Las máquinas excavadoras funcionan como enormes gomas de borrar de los planos antiguos de las ciudades históricas. Son capaces de hacer desaparecer en pocas horas los tenues recuerdos de un pasado remoto. Algunos pensarán que el estudio del pasado es cosa de nostálgicos, románticos y aburridos eruditos. Sin embargo, la historia tiene un papel anticipatorio del futuro que no podemos ignorar. Tal y como escribió Lewis Mumford en la introducción de su obra “La condición del hombre”, “sino tenemos tiempo para comprender el pasado no tendremos la visión para dominar el futuro, porque el pasado no nos deja nunca y el futuro está a las puertas”. Este profundo y memorable pensamiento puede ser enriquecido con la concepción de la historia defendida por R.W. Collingwood en su obra “la idea de la historia”. Decía este célebre historiador inglés que sólo debía interesar a los historiadores aquella parte del pasado que seguía ejerciendo influencia en el presente. Podría decirse que Collingwood hizo gala de un perspicaz humor inglés con esta declaración académica. ¿Acaso hay algún aspecto del pasado que no influya de una manera directa o indirecta en el presente?
Puede que el papel de los historiadores sea precisamente éste: hacer consciente la influencia que en el pasado tiene el devenir actual y su influencia en el futuro. Y aun así, sabiendo la inercia que ejerce el pasado en el movimiento histórico, hay que contar con lo observado por el físico Maxwell, que dio lugar a su teoría de los puntos singulares. Si tenemos en cuenta la tendencia que marca el pasado estamos abocados a una catástrofe planetaria que pone en entredicho la “inteligencia” de la especie humana. Sin embargo, siguiendo la teoría de los puntos singulares de Maxwell, cuando más complejo se hace un sistema, más posibilidades hay que surja un acontecimiento singular que logre un cambio inesperado en el rumbo de un complejo organizativo como el nuestro.

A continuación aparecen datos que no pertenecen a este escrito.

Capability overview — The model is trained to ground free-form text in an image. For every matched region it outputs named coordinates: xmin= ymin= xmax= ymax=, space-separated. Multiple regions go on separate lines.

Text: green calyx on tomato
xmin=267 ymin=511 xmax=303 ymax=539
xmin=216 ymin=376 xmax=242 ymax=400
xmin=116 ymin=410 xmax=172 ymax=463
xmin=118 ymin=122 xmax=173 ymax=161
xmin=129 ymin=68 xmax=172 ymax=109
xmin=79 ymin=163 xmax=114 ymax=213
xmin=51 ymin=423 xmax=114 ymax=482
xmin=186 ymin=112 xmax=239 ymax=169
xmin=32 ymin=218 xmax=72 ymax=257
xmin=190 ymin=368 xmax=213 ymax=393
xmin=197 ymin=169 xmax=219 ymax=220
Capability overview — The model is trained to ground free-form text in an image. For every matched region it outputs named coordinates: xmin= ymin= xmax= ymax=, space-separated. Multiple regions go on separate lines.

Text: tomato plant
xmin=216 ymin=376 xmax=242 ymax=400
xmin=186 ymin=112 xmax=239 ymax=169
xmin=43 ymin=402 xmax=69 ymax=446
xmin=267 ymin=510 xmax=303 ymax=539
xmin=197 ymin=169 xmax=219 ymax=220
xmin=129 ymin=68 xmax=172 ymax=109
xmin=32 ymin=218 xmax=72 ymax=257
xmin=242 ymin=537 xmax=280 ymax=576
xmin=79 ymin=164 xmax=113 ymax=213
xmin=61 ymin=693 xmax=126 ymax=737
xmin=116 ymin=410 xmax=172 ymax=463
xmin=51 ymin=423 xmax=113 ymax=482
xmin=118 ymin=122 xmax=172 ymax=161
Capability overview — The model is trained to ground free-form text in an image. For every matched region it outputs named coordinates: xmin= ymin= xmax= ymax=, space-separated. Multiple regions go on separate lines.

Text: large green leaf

Ni los más agudos pensadores del imperio romano, plenamente convencidos de la insostenibilidad de su imperio, previeron el surgimiento de una figura como la de Jesús de Nazaret y del cristianismo. Tampoco nadie supo ver que la desesperación de un vendedor ambulante tunecino, que le llevó a quemarse a lo bonzo, desembocaría en la llamada “Primavera árabe”. Son chispas que saltan de una compleja megamáquina que pueden provocar un incendio controlable o un cambio inesperado en el devenir de la humanidad. En mi caso, como mi admirado Henry David Thoreau, permanezco “esperando grandes cosas”.